Cloud Caching is completely invisible to your users. Once enabled, it works behind the scenes to reduce total round-trip times, enabling users to make the same requests but receive significantly quicker responses. This requires no change on your client app -- the only thing you need to do is enable Cloud Caching for your collection, and Kinvey does the rest.
Kinvey caches both individual entities as well as whole queries. When a user makes a request to retrieve data from a Cloud Caching-enabled, Service-backed collection, Kinvey will query the cache to check if it contains the data needed to fulfill the request. When doing so, it will ignore any data that has expired -- that is, any data which was added to the cache more than TTL seconds ago. If data was successfully retrieved from the cache (“cache hit”), it is simply returned to the user. If data matching these criteria was not found in the cache (“cache miss”), Kinvey will request the data from the Service. Once the data is retrieved, it will be added to the cache so that future requests can benefit from quicker round-trip-times, and return the data to the user.
When a user makes a request to update or delete data from a Cloud Caching-enabled collection, Kinvey will invalidate the corresponding cache entry. The next time this data is requested, Kinvey will fetch the most recent copy from the Service, and update the cache. This behavior lowers the risk that your users will receive stale data from the cache, while still keeping Service-bound requests to a minimum.
Each Cloud Caching-enabled collection is allocated a cache, and each one of these collection caches can retain up to 100mb of data. As data is retrieved from your Service and the per-collection cache fills up, entities will be evicted from the cache using a least-recently-used (LRU) policy to make room for new data. This policy ensures that frequently-accessed data has a greater chance of remaining in the cache for longer periods of time, thereby maximizing the performance benefits of Cloud Caching.
Kinvey keeps track of the most recent time each entry was retrieved, updating this value every time data is successfully fetched from the cache. When data is about to be cached, but doing so will cause the cache’s size limit to be reached, entries are removed from the cache until enough room has been cleared to accommodate the new data.

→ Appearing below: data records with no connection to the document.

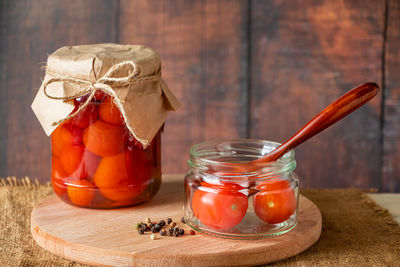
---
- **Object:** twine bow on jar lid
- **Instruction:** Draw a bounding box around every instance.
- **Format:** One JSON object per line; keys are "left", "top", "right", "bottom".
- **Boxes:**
{"left": 43, "top": 60, "right": 161, "bottom": 129}
{"left": 32, "top": 44, "right": 180, "bottom": 147}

When choosing which entries to remove, the cache will prioritize the removal of those that have been retrieved the longest amount of time ago.

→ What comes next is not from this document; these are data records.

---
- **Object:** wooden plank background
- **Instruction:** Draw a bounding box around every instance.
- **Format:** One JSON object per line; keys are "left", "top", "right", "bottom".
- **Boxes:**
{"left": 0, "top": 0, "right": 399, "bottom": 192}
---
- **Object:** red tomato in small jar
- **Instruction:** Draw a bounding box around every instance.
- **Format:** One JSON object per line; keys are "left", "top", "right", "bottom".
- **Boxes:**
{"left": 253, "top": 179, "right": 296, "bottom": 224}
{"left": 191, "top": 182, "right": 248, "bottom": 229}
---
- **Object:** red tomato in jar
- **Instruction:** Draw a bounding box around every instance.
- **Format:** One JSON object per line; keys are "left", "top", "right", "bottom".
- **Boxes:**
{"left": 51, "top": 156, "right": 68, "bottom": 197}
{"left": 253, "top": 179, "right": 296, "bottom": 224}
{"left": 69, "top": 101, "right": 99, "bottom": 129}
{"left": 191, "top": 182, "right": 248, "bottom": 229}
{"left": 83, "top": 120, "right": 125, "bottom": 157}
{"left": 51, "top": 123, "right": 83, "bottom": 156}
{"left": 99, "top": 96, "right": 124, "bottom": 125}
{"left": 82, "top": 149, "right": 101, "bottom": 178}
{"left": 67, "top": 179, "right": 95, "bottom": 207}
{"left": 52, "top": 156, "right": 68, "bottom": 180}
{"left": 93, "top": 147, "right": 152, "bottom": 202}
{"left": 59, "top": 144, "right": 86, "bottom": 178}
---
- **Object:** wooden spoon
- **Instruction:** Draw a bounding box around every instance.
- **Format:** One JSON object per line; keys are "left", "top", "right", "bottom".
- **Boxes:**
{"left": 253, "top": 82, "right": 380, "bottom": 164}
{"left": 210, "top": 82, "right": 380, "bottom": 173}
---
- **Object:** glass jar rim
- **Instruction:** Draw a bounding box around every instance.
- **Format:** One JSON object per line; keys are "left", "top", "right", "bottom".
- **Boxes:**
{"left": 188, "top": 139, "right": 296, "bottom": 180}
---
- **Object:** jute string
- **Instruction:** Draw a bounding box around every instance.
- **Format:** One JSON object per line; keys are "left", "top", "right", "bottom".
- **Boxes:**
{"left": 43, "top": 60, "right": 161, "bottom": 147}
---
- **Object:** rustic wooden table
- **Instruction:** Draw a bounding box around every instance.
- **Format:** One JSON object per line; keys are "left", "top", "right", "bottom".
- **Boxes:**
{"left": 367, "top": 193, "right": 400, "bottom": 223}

In certain cases, you may need to completely empty the entire cache for a collection. Kinvey allows you to perform this administrative action using the console.
To do so, navigate to the Collection Settings page (Collections->Settings icon on card), and scroll down to find the Cloud Caching section. Click the Invalidate Cache button to invalidate the cache for this collection, removing all cached entities and queries.

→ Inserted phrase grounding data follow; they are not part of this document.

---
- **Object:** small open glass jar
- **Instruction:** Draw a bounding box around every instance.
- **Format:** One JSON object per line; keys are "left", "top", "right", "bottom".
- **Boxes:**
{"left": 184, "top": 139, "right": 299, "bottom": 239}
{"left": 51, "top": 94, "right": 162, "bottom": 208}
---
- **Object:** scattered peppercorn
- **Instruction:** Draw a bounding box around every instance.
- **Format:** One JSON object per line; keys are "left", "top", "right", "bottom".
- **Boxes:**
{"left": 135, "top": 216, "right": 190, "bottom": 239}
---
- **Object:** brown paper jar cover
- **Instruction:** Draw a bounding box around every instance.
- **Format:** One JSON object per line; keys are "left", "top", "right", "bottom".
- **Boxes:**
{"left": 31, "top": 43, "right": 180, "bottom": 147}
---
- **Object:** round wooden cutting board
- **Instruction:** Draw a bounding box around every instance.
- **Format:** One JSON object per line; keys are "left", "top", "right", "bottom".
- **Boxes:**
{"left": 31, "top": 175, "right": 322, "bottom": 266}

Each collection cache is shared among all users of that collection, using the _id field as the cache key for entities, and the query string (including query modifiers) as the cache key for queries. Our assumption is that the backing Service will return a consistent set of data when a specific entity is requested or a query is executed, regardless of user context. As such, if your Service does return data that differs based on which user is making the request, your use case may not be compatible with Cloud Caching at its current evolution. This is something you must be aware of and carefully consider based on the behavior of your Service and your app’s use case.